Week 6-7: Source Separation
- Lectures: Discussing architectures for source separation and denoising with a focus on various models like Demucs, DCCRN, and others.
- Seminars: Exploring practical aspects such as WienerFilter, streaming processing, and performance metrics.
Week 8: Audio-Visual Deep Learning
- Lecture: Fusion of audio and visual data for enhanced applications like source separation and speech recognition.
- Q&A Sessions: Covering project discussions, including creating intelligent voice assistants.
Projects and Assignments
The course includes practical homework and project opportunities:
- Speech Recognition Model Training
- Audio-Visual Speech Separation Model Training
Templates and detailed guidelines are provided to assist students in completing these tasks effectively.
Resources and Support
A dedicated YouTube playlist hosts lecture recordings, primarily in Russian, with some sections having English subtitles.

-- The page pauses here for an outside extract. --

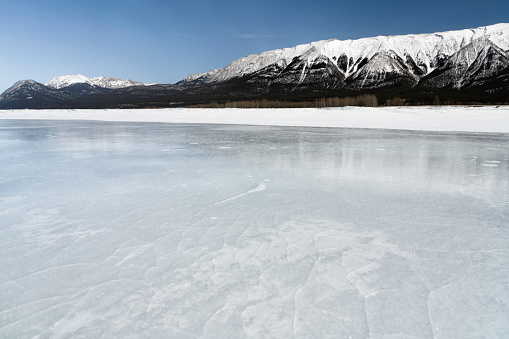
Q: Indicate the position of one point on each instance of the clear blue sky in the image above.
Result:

The materials have been developed by a skilled team of contributors over several years, providing deep insights and practical knowledge in the field.
Contributors
The course material has been prepared and delivered by a team of experts, including Maxim Kaledin, Petr Grinberg, Grigory Fedorov, and several others.
Access to Past Versions
Students can also review the content from previous years (2020-2023) for a broader perspective and understanding of the evolution of deep learning applications in audio processing.
The DLA course is an extensive exploration of the integration of deep learning with audio, preparing students for innovative applications and research in this rapidly growing field.